In the century since the 1918 flu hit, no similar pandemic variant has emerged despite wild animal flu viruses mutating and reassorting incessantly. The 1918 H1N1 virus was reconstructed in 2005, but human immunity to it became widespread following the 2009 H1N1 pandemic. There are no mammalian-transmissible 1918-like avian flus in the wild; the only ones that exist are Kawaoka’s team’s engineered strains.

The idea of an accidental release of a potentially pandemic flu virus cannot be completely written off.

Researchers such as Kawaoka and Fouchier argue that by engineering mutant viruses in the lab, they can identify mutations and traits that allow the pathogens to spread between mammals. This in turn, they argue, allows assessment of the pandemic potential of animal-flu viruses. In the long term, such experiments could help to elucidate the mechanisms of virus transmissibility and pathogenicity. But their shorter-term public-health benefits have been overstated. The risks and benefits must therefore be carefully weighed, and rigorous oversight is needed to ensure that such work is done only at facilities with the highest standards of biosafety.

Other scientists argue that the concept of predicting the pandemic potential of flu viruses from mutations, although appealing, is simplistic.
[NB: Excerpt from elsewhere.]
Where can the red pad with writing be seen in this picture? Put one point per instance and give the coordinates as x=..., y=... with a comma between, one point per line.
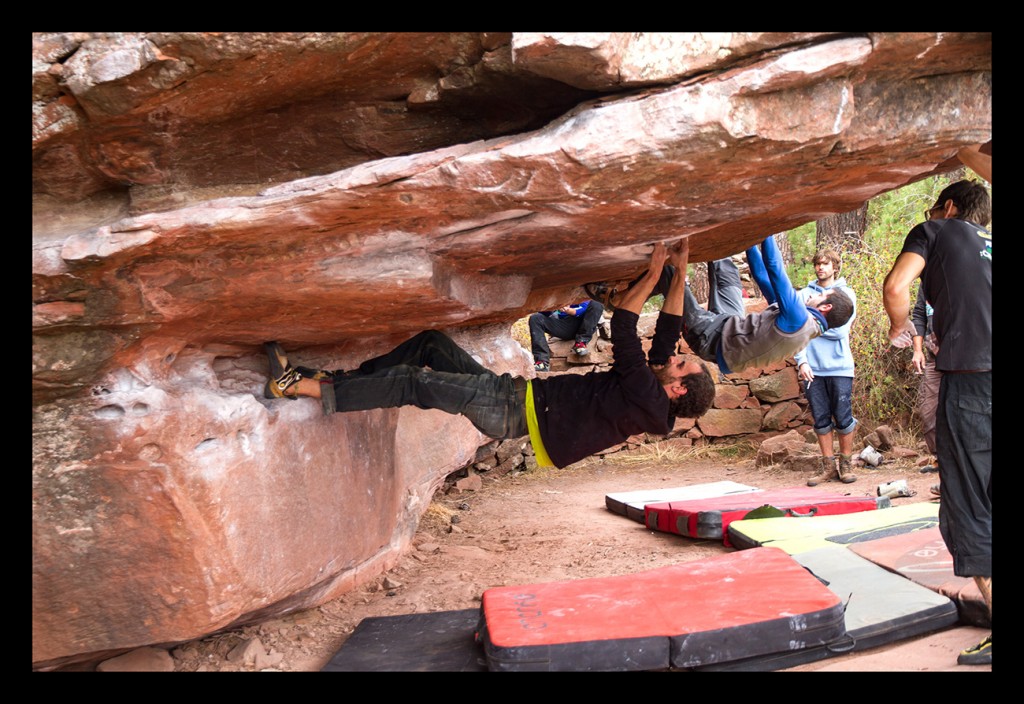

They say that the identified mutations are but a handful out of millions of possible combinations, many of which might also allow mammalian transmission. They argue that mutations in specific proteins cannot reliably predict traits, and that outcomes depend on interactions between various other background genetic changes throughout the virus.
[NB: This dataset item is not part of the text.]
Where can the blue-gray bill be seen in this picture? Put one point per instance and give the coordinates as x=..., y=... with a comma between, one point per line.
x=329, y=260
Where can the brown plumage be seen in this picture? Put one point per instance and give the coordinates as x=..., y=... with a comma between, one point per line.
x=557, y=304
These points were highlighted in a paper in PLoS Medicine last month (M. Lipsitch and A. P. Galvani PLoS Med. 11, e1001646; 2014), and in a letter by 56 leading virologists, infectious-disease specialists and public-health experts to European Commission president José Manuel Barroso last December (see Naturehttp://doi.org/tdb;2013). They also question the claimed public-health benefits of such research, and argue that similar information could be obtained through safer experiments. Opponents of gain-of-function flu research call, in particular, for more rigorous risk–benefit assessments. The CDC accident shows that, should such research proliferate, the idea of an accidental release of a potentially pandemic flu virus cannot be completely written off. This demands that such research proposals receive the utmost scrutiny.

A US Government Accountability Office report released in February last year expressed concern that the proliferation of US high-containment labs following the terrorist attacks of 11 September 2001 and the anthrax-letter attacks the same year was proceeding without a rigorous assessment of the nation’s real needs across all government agencies, universities and private companies. “Increasing the number of laboratories also increases the aggregate national risk,” it noted. No one keeps track, for example, of how many BSL-3 labs there are in the United States alone, although their number is thought to be in the thousands. The number of such labs is increasing in China and elsewhere.
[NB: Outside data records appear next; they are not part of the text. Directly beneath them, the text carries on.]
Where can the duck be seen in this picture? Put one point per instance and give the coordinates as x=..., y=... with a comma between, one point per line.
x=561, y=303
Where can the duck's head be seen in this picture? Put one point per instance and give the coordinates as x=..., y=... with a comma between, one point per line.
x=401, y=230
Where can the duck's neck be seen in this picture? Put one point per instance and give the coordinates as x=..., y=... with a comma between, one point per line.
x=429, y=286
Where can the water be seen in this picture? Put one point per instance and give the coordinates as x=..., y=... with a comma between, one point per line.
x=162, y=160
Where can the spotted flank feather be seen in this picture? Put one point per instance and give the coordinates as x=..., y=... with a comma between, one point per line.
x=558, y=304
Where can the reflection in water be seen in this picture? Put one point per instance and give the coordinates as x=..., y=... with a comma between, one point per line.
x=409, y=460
After smallpox was eradicated in 1980, there was a concerted international effort to reduce the number of labs holding stocks to just two: one at the CDC and one at the Russian State Research Center of Virology and Biotechnology in Koltsovo. All research at these centres must be approved by the World Health Organization. The fewer the labs that perform experiments, the smaller is the risk of an accidental release. But as the CDC accident reminds us, should gain-of-function flu research proliferate, in particular at facilities with less than exemplary biosafety standards, the risks of an accidental release of a potentially pandemic flu virus will be multiplied.